The calcium response of HEK TRPV1 cells in the presence of free terpenoids, PLGA-PEG nanoparticles containing terpenoids, and a combination of unencapsulated terpenoids and nanoparticle encapsulated terpenoids in bulk solution was investigated using the calcium signaling assay described herein. As shown in FIGS. 17, 18-18C, 19A-19D, 20A-20D, 21A-21D and described above, terpenoid combinations improve calcium response regardless of encapsulation within the nanoparticles. More importantly, whether administered alone or in combination, the terpenoid-containing nanoparticles were found to produce higher and improved calcium cell influx compared to unencapsulated terpenoids in the bulk solution. These data and results provide strong evidence that encapsulation of terpenoids within nanoparticles significantly improves the in vitro pharmacological activity of the terpenoids. Furthermore, these results highlight the advantages of formulations and pharmaceutical compositions comprising terpenoid combinations for future in vivo studies and as potential therapeutic agents.

While the present invention has been particularly shown and described with reference to a preferred embodiment and various alternative embodiments, it will be understood by those skilled in the relevant art that various changes in form and detail may be made therein without departing from the spirit and scope of the invention.

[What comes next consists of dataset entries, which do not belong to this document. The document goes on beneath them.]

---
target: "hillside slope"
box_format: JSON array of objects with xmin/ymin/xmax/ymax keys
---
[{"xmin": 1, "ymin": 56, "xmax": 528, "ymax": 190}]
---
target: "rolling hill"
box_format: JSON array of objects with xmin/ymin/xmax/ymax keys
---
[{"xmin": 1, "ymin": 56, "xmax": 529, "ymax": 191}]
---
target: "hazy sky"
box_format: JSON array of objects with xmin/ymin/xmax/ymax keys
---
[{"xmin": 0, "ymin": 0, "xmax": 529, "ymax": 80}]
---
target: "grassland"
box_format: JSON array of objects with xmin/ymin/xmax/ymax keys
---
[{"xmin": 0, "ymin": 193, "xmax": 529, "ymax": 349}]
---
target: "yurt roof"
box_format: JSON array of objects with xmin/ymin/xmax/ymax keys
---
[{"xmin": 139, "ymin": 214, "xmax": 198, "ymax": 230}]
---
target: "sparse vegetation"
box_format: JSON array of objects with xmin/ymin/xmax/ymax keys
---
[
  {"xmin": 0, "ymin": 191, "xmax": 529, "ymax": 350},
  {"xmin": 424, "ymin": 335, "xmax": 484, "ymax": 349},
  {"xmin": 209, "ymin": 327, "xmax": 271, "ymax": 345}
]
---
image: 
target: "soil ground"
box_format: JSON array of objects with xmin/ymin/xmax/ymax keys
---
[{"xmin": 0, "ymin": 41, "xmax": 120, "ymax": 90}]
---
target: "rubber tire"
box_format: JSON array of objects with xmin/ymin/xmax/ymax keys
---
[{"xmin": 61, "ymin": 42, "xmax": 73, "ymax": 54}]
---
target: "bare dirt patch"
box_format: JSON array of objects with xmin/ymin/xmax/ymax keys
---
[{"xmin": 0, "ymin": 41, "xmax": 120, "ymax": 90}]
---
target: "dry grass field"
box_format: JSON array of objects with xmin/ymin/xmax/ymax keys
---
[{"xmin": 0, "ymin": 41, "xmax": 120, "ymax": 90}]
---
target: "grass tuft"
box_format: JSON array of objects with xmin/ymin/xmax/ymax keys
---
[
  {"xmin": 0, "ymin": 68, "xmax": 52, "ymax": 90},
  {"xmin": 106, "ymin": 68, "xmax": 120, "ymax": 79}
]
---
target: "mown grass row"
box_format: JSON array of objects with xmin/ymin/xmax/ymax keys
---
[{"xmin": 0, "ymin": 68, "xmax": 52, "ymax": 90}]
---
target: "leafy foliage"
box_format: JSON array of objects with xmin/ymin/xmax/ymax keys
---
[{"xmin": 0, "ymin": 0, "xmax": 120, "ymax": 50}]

All references, issued patents and patent applications cited within the body of this specification are hereby incorporated by reference in their entirety for all purposes.

It will be understood that when an aspect of the invention is formulated as a method of treating a disease or condition, comprising administering to a subject a pharmaceutical composition of the invention, it is also intended to encompass a pharmaceutical composition of the invention for use in treating the disease or condition.